Siempre de lejos, siempre con el Parque Pereyra de por medio, La Plata, o mejor dicho su zona norte, se mantuvo bastante al margen de ese territorio hostil que era el conurbano. Hoy, y desde hace varios años, esa barrera arbolada que era el parque se ha esfumado. Los retenes policiales apostados en los principales accesos a Villa Elisa, originalmente pensados para frenar la huida de los delincuentes foráneos que escapaban hacia el conurbano, como Fierro y Cruz hacia la pampa, luego de robar en nuestras localidades, son absurdos. Pues bien, esos mismos accesos por el que los porteños agotados de CABA ingresaban a nuestra localidad muy dispuestos al descanso, ya no tienen razón de ser porque nosotros hemos forjado nuestro propio conurbanito. Lo que veíamos por tele sucede ahora en nuestros barrios. Tenemos nuestros pibes feroces que roban y matan por unas zapatillas, un auto o cinco lucas.

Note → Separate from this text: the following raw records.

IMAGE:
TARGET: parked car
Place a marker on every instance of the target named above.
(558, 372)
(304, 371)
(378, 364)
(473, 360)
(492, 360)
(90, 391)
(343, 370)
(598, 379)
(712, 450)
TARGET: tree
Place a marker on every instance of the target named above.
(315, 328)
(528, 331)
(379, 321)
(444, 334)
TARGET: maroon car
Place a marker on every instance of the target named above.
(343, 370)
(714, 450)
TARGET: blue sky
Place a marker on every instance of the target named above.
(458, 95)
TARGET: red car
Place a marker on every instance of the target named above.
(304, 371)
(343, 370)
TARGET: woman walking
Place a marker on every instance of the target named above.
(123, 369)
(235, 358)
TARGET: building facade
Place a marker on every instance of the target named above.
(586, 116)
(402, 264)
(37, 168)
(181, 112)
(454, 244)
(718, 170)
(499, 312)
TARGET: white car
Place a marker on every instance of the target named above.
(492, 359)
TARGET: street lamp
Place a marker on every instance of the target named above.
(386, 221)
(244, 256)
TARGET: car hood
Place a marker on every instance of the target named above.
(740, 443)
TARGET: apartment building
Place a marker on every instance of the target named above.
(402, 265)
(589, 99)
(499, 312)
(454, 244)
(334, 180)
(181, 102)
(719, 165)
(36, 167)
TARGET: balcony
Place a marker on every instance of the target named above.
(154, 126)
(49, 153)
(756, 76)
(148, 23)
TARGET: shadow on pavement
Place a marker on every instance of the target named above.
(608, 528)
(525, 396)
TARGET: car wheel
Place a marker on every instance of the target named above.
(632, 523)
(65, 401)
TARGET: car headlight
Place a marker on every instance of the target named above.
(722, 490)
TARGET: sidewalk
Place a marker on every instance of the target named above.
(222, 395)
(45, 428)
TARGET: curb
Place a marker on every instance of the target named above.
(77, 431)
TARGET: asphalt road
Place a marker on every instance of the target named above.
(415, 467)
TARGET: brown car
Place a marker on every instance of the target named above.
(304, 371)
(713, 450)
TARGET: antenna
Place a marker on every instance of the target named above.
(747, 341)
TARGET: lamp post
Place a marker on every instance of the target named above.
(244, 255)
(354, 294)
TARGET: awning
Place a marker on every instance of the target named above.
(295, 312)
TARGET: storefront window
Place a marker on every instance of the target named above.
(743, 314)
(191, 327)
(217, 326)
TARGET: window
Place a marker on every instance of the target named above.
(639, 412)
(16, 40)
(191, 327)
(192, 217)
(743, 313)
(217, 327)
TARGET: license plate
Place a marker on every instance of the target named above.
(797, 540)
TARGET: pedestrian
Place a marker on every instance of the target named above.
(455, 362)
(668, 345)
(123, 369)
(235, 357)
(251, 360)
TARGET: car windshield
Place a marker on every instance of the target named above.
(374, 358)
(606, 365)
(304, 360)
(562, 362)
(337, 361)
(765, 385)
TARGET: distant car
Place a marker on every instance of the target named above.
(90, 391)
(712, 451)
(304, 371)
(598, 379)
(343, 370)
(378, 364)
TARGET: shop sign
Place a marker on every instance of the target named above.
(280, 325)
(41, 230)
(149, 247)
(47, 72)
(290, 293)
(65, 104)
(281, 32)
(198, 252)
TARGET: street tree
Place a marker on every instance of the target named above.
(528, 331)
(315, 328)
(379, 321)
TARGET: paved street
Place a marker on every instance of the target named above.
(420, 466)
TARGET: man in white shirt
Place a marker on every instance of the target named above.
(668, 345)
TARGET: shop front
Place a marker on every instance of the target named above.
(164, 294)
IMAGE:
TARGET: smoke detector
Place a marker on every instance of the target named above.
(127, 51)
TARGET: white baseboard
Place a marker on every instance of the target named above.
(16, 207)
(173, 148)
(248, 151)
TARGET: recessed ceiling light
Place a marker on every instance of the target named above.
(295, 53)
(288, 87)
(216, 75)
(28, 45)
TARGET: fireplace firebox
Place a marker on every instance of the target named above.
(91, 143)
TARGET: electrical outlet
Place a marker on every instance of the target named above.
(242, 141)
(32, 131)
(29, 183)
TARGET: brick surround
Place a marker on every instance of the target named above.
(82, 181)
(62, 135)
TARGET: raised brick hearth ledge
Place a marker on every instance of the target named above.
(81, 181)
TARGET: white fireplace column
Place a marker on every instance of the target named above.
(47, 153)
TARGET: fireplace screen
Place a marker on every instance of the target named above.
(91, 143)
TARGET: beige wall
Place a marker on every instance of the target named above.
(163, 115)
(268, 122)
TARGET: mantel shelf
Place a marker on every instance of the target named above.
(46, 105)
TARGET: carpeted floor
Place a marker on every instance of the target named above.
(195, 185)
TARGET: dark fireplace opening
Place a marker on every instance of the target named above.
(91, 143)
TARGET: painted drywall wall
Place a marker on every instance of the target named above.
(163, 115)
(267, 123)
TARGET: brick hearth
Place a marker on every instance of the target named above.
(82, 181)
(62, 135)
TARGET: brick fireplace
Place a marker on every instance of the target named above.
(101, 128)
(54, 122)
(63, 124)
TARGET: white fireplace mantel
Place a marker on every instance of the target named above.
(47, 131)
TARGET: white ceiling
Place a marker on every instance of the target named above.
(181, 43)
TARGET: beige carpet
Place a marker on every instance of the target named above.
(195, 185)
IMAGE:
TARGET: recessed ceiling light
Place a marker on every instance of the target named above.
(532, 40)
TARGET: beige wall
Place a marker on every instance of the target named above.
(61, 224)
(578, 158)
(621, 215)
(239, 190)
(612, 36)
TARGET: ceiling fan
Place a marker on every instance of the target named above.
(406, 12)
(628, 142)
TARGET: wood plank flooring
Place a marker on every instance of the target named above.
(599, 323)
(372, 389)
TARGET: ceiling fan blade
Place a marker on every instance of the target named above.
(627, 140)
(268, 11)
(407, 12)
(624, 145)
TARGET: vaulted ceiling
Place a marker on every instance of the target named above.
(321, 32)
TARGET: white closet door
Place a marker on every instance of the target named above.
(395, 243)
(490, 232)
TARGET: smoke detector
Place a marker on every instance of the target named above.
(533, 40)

Tenemos nuestras cocinas de droga, salideras, entraderas, escruches, dateros, motochorros, policías cómplices recaudando y haciéndose los boludos cuando se pudre la cosa, jefes muy expuestos cuando estos pibes, sus ejércitos, se zarpan. Tenemos casas con rejas, cercos, muros y alarmas que no alertan, perros que ladran, alarmas vecinales, grupos de seguridad vecinal por wapp, vecinos que no se conocen la cara pero dicen querer lo mismo aunque tengan explicaciones antagónicas sobre por qué estamos como estamos; y por qué un pibe de 27 años gatilla a quemarropa ante un tipo indefenso, alambres de púa estilo Auschwitz, alambres electrificados, empresas de seguridad gestionadas por policías retirados y/o exonerados que se hacen millonarios administrando el caos mediante las fuerzas de seguridad públicas que deberían prevenir el delito que ellos alientan. Tenemos a un amigo muerto con un tiro letal en la cabeza. Tenemos un detenido y un prófugo. ¿En serio no saben dónde está? Vidas rotas todas.

La viralización del delito, la rotura de mini-fronteras entre territorios en su expresión más cruel, nos ha igualado en algo: todos tenemos miedo; todos estamos a merced de “el desgobierno político sobre la seguridad pública cuya consecuencia más visible es el autogobierno policial”. La frase es de un libro que Marcelo Saín publicó en 2002, ¡sí!, tan vieja que da pudor citarla, tan actual que incomoda. La indiferencia (o colusión) del sistema político recostado en la problemática y errática idea de que la agenda de seguridad pública es un tema policial, garantiza a futuro muchísimos más casos como el del domingo último en Villa Elisa, como en el pasado rubricó los llantos de las miles de familias de las víctimas de casos similares como este.

Descansá en paz allá, Chano, donde sea que estés. El infierno parece haberse instalado, otra vez, en este borde desquiciado de la tierra del que, infeliz y tempranamente, te han llevado.